C’è anche un dato non considerato. Solo poche ore prima della morte, acquistando il biglietto aereo per l’Italia, Mario Paciolla aveva superato il disagio collegato alla permanenza in Colombia, dimostrando ai familiari e ai componenti della Missione ONU di voler dare una svolta alla propria vita. Le indagini imposte al Pm dal Gip puntano ad approfondire il significato di alcuni rilievi effettuati al momento dell’accesso dei funzionari ONU e degli inquirenti colombiani nella casa della vittima.
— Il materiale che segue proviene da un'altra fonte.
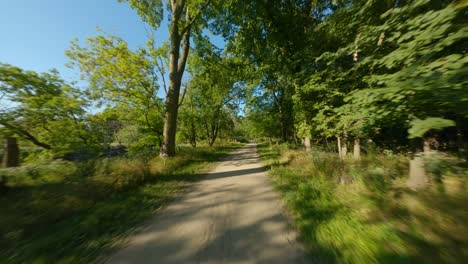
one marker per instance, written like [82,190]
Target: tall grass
[372,217]
[66,212]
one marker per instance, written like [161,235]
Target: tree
[213,95]
[43,109]
[183,20]
[123,78]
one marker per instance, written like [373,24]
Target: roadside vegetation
[367,99]
[351,211]
[74,212]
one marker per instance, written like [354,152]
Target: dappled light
[234,131]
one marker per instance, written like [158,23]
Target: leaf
[420,127]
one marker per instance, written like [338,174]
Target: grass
[66,212]
[375,218]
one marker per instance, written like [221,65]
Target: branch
[26,135]
[191,21]
[183,96]
[185,51]
[161,71]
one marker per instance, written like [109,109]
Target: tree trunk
[177,63]
[307,144]
[417,175]
[338,139]
[344,147]
[10,153]
[357,148]
[170,118]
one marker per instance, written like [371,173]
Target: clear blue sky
[34,34]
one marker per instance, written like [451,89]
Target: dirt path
[233,216]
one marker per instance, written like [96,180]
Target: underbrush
[362,212]
[74,212]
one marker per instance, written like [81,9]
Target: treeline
[120,110]
[390,72]
[311,72]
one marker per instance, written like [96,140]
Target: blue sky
[36,33]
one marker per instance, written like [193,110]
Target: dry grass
[374,218]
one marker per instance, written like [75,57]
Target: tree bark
[357,148]
[417,174]
[338,141]
[307,144]
[344,147]
[177,63]
[10,153]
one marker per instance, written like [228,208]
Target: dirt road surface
[232,216]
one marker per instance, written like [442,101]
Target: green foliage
[44,110]
[77,212]
[372,218]
[420,127]
[125,79]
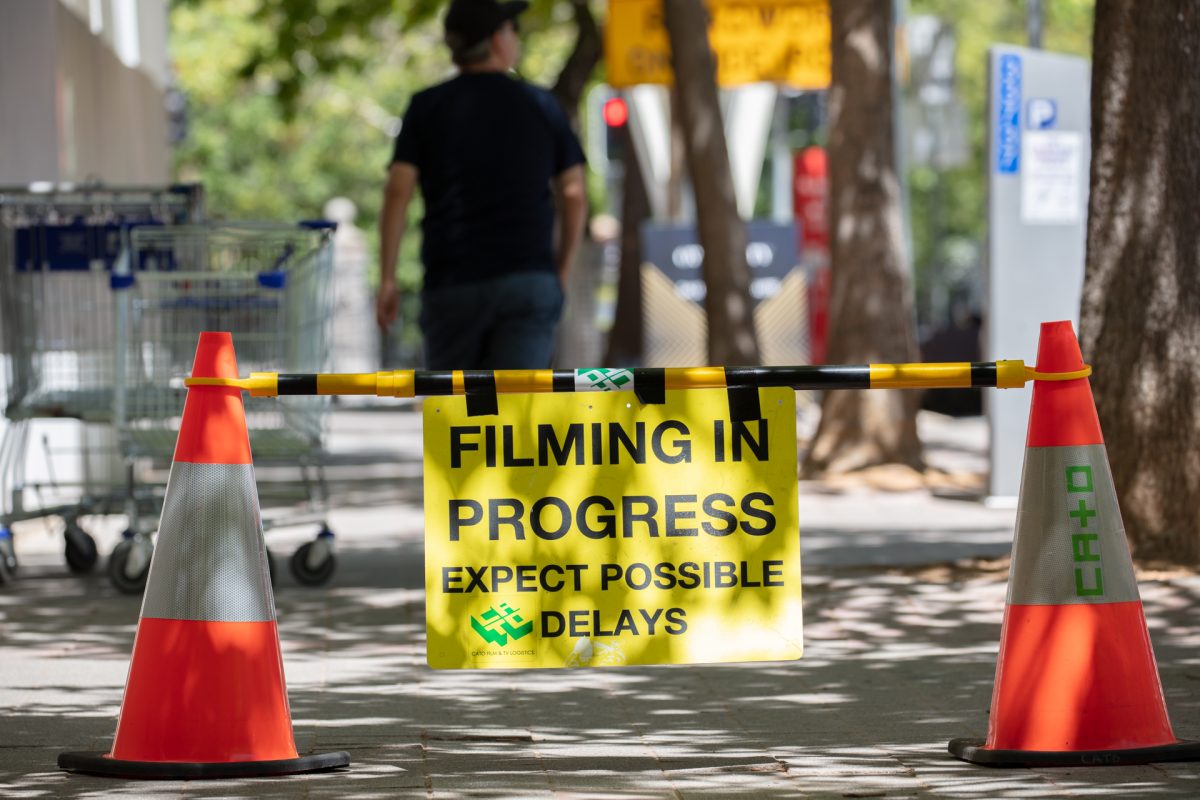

Gli accertamenti potrebbero sostenere sia l’ipotesi suicidaria che quella omicidiaria. Occorrerà analizzare quale valutazione darà il Gip all’ esito di ulteriori accertamenti e verifiche. Si spera che il caso trovi finalmente la sua soluzione. La vita di Mario Paciolla, il suo impegno generoso per un mondo dove vi sia pace e rispetto per i diritti umani, meritano verità e giustizia. Altrettanto meritano di conoscere la verità i suoi familiari, al cui amore Mario venne strappato quando stava per ritornare da loro.